Bug #54135 setQueryTimeout unsafe across VIP
Submitted: 1 Jun 2010 11:16 Modified: 15 Apr 2011 15:29
Reporter: Martin Waite Email Updates:
Status: Closed Impact on me:
None 
Category:Connector / J Severity:S3 (Non-critical)
Version:5.1.x OS:Any
Assigned to: CPU Architecture:Any

[1 Jun 2010 11:16] Martin Waite
Description:
Hi,

If Connector/J connects to a database through a VIP, then there is no guarantee that the server that the timer thread connects to in order to kill the original query is the same server that the original query was run against.

In some situations, the "KILL ..." command issued by the timer thread could be applied to the wrong server, and there kill any other query that uses the same connection id.  It is an unlikely situation, granted.

How to repeat:
Set up a VIP between two servers.  Connect to one server and run "select sleep(20)" with a setQueryTimeout() setting of 30.  When the select has started, reconfigure the VIP to use the second server.

Watch the query logs of both servers.  The KILL command goes to the wrong server.

Suggested fix:
I do not know a solid way to prevent this, but perhaps if the timer thread recorded the server-id of the connection used for the original query and then compared this to the server-id of the connection used for the KILL.  If the server-ids differ, then do not apply the kill.
[2 Jun 2010 6:20] Tonci Grgin
Hi Martin and thanks for your report.

I do see the problem but there is just no way to pick the right server with VIP. Will consult with others but not sure what will come out of it.
[9 Jun 2010 8:16] Tonci Grgin
I need Mark's insight here... IMO, it's not just VIP, this can happen in round-robin and such too.
Maybe the right way to go, at least for MySQL server's supporting it, would be to embed an UID in a comment in query and look for it in process list before killing anything.
[10 Jun 2010 7:19] Tonci Grgin
Martin, we discussed this and there is just no way to fix this elegantly for now. Sorry.
[19 Jan 2011 9:51] Tonci Grgin
Since there is no way for connector to tell where the connection went in this scenario, the workaround would be to use queryTimeoutKillsConnection option to simply kill the offending connection or to use external query killer.

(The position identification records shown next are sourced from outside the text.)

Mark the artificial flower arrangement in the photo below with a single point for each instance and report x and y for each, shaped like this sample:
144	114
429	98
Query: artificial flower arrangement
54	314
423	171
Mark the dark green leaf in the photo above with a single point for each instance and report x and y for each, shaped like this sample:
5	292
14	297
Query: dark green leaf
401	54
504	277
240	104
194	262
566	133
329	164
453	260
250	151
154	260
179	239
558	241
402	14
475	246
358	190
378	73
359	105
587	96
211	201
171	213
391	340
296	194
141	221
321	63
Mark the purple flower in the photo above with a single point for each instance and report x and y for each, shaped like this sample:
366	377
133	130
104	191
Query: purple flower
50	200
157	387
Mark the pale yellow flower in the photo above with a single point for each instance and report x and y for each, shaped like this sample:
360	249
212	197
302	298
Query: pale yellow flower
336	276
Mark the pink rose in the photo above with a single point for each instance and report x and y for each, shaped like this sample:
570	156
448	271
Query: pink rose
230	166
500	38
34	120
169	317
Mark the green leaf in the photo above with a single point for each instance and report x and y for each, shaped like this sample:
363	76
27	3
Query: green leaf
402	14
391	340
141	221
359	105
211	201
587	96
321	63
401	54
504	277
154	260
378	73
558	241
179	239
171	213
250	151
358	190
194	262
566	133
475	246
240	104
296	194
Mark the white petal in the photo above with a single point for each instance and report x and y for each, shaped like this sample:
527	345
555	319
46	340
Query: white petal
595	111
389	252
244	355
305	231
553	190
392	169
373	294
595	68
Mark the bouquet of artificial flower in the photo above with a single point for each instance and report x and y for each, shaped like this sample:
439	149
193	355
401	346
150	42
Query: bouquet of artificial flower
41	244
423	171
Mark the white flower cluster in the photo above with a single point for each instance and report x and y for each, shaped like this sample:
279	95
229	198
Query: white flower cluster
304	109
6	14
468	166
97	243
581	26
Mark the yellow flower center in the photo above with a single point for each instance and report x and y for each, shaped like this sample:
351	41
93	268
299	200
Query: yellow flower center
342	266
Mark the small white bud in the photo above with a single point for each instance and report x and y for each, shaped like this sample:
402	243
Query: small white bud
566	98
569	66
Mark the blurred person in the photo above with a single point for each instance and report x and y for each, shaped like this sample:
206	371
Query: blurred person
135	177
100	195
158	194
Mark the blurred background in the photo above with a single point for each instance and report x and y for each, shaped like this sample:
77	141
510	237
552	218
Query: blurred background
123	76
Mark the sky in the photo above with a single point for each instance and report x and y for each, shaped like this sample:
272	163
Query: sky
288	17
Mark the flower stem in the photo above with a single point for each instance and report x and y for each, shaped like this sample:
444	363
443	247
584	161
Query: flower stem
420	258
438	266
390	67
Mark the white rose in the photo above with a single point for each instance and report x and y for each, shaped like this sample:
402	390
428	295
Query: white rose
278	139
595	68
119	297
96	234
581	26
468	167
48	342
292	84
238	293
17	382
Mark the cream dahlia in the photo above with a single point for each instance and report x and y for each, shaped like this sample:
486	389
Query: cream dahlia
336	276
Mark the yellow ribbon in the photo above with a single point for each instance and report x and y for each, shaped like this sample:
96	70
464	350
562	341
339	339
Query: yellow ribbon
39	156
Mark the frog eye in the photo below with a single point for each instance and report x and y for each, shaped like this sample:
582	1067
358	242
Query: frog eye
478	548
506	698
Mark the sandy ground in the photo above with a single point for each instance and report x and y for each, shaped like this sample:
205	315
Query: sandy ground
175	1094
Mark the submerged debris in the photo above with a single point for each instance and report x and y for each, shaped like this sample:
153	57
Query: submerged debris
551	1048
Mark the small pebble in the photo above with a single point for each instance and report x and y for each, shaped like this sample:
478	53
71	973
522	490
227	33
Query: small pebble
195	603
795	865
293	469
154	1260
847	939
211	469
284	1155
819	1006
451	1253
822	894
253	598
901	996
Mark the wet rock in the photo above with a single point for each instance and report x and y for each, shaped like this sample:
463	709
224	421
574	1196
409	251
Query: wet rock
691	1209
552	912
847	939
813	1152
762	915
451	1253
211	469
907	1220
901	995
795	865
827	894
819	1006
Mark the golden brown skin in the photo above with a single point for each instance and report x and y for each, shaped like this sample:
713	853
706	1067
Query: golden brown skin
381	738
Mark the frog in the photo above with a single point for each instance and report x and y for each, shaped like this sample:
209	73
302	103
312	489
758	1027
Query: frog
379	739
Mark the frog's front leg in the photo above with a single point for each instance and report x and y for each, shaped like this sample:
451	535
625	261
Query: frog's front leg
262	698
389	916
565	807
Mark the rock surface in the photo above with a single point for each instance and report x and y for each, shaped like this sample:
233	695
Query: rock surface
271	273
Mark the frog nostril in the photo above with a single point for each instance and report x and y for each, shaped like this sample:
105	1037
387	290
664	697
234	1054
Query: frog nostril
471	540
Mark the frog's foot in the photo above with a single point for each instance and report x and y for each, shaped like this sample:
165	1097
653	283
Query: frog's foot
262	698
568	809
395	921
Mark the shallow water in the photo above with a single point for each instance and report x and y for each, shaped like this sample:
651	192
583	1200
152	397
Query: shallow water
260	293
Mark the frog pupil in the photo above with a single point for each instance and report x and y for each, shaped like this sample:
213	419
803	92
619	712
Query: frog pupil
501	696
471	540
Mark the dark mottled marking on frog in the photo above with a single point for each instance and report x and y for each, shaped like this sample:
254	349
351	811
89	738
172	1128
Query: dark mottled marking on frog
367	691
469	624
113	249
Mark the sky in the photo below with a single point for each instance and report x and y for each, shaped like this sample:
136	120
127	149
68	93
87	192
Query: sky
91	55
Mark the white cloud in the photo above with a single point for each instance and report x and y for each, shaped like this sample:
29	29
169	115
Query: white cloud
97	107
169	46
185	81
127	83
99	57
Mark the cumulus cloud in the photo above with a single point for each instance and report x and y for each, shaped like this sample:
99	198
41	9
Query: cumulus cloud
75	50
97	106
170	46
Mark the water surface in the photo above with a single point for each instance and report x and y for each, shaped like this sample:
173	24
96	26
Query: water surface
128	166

Since injecting some sort of identifier would cause connector, upon timeout, to log to *all* hosts in search of proper UUID will be costly I'm exploring other possibilities. One of them is to file a feature request to server to support timeouts in COM_QUERY.

For now, I think I'll start over with implementing a mechanism that will prevent c/J from killing the right threadID on *wrong* server. Then we'll see.
[15 Apr 2011 15:29] Tonci Grgin
Partial fix pushed to revision 1058. Fix prevents c/J from killing the right ConnectionID on wrong server.